« L’Afrique est le moteur de la croissance mondiale », déclare Serge Ekué, président de la BOAD, la Banque ouest-africaine de développement. Malgré les coups d’État des quatre dernières années, le grand banquier béninois reste très optimiste quant à l’économie ouest-africaine. Mais doit-il emprunter à des taux d’intérêt plus élevés ? Et est-il déçu du manque de solidarité internationale, notamment depuis la COP29 sur le climat ? En ligne depuis Lomé, où se trouve le siège de la BOAD, la Banque de développement des pays de l’UEMOA, Serge Ekué, qui préside également le Club international de financement du développement, IDFC, le club des 27 banques publiques de développement, répond aux questions de Christophe Boisbouvier.
RFI : De nombreux Africains sont déçus par le résultat de la COP 29 sur le climat qui a débloqué quelque 300 milliards de dollars par an pour les pays du Sud à partir de 2035, alors qu’on en attendait le double.
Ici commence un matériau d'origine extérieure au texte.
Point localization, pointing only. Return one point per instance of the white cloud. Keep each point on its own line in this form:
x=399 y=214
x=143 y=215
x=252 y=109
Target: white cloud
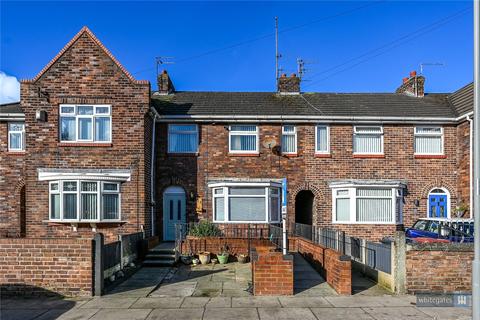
x=9 y=88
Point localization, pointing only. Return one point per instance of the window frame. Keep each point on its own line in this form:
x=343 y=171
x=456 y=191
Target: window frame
x=267 y=195
x=197 y=141
x=100 y=191
x=396 y=193
x=427 y=134
x=328 y=139
x=77 y=118
x=243 y=133
x=356 y=134
x=22 y=136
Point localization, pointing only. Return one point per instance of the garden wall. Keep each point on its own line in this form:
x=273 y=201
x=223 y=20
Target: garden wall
x=40 y=266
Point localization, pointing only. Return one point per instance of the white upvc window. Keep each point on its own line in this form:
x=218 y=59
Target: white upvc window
x=322 y=139
x=246 y=204
x=85 y=123
x=367 y=205
x=16 y=136
x=368 y=140
x=289 y=139
x=428 y=140
x=182 y=138
x=243 y=139
x=84 y=201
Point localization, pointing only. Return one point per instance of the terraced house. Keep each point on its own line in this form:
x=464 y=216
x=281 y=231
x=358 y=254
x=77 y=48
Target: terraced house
x=89 y=149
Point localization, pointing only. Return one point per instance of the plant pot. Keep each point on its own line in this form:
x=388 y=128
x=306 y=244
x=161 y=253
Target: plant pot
x=204 y=257
x=223 y=258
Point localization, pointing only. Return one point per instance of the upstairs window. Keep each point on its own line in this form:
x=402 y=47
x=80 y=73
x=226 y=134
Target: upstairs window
x=243 y=139
x=289 y=139
x=322 y=139
x=16 y=136
x=368 y=140
x=85 y=123
x=428 y=140
x=182 y=138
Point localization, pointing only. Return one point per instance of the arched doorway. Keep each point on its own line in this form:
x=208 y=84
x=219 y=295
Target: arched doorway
x=304 y=207
x=174 y=211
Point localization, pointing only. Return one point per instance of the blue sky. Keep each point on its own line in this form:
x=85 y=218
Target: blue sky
x=353 y=46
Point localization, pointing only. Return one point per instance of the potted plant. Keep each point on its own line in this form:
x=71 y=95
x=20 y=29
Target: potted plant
x=223 y=255
x=204 y=257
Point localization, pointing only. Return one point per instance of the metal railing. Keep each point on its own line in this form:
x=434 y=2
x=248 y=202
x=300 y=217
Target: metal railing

Es-tu déçu toi aussi ?
Serge Ekué : En réalité, la conférence s’est fixé un objectif beaucoup plus ambitieux. Ce n’est donc quand même pas mal et je rappelle que cet objectif est de passer à 1300 milliards par an, d’ici 2035. Cela implique de combiner à la fois les contributions du secteur public et celles du secteur privé, ce qui est une nouveauté. Alors vous savez, je suis plutôt optimiste de nature et je vois le verre à moitié plein. Mais la reconnaissance de la position des pays du Sud par les pays du Nord constitue une étape importante. Il s’agit désormais d’agir et d’aller beaucoup plus vite.
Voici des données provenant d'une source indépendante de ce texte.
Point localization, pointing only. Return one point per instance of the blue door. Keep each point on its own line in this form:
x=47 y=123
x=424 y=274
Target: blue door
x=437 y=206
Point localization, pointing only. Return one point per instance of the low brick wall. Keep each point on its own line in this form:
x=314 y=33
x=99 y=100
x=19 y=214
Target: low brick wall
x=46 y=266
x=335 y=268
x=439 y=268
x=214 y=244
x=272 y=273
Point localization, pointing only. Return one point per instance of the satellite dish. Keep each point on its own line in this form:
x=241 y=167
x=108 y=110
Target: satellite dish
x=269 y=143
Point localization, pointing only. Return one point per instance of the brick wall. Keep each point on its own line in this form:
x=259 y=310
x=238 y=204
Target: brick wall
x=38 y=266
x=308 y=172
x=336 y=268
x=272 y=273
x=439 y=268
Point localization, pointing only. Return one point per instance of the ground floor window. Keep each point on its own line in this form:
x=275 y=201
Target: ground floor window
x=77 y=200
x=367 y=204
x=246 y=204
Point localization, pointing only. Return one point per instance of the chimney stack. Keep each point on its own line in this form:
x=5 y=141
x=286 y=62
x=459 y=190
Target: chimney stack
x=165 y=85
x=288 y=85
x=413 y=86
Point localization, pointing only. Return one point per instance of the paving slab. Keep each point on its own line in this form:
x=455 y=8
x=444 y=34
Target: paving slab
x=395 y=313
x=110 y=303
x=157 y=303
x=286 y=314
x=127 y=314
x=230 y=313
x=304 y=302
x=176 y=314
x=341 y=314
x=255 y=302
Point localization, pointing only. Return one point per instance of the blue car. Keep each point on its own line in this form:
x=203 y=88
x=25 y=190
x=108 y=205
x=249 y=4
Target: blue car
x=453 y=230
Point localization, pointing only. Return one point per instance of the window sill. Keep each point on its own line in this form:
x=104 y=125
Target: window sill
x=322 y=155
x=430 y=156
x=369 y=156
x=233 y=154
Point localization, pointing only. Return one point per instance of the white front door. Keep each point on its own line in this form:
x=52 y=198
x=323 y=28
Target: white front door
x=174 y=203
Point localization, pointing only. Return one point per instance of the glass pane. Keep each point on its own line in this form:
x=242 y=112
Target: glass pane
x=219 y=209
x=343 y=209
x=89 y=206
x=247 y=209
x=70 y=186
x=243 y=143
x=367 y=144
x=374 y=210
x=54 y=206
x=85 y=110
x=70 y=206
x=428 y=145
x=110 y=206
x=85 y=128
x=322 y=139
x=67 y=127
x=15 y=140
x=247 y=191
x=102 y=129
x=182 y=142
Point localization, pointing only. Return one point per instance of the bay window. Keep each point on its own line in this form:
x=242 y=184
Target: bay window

Les pays du Nord refusent de donner davantage si la Chine et les riches pays pétroliers du Golfe n’y contribuent pas également. Et de fait, ces pays devenus riches ne sont-ils pas également devenus de grands pollueurs et pourraient-ils payer davantage pour les pays du Sud ?
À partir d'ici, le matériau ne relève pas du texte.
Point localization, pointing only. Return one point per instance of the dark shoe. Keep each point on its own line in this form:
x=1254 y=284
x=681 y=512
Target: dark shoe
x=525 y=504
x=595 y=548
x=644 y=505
Certainement. Vous savez, notre sujet n’est pas vraiment là, dans les pays du Sud. Notre objectif est que le monde reconnaisse que c’est nous qui payons le prix du changement climatique, le prix est élevé et que cette forme d’injustice doit cesser.
Parmi les futurs pays bénéficiant de la finance climat, les pays les moins avancés ne risquent-ils pas de devenir des parents pauvres par rapport aux pays à revenus intermédiaires ?
C’est là le risque et, en fin de compte, la plus grande injustice ici est que les plus faibles paient le prix le plus élevé. Malheureusement, c’est comme ça. Et voyez-vous, le positionnement de la Banque Ouest Africaine de Développement est justement de lutter contre cette injustice en se dotant des meilleurs moyens techniques et financiers possibles pour contribuer à combler le déficit de financement qui est absolument catastrophique, et je pèse mes mots, que cela l’écart soit réduit le plus rapidement possible.
Alors la Guinée-Bissau recevra moins que la Côte d’Ivoire ?
Oui, oui, certes, mais notre sujet, vous le savez, c’est l’article 1 des statuts de la Banque qui stipule que nous devons œuvrer au développement équilibré de notre territoire. Équilibre. Autrement dit, nous devons veiller à ce que ce soit l’Union qui gagne et non un pays contre un autre.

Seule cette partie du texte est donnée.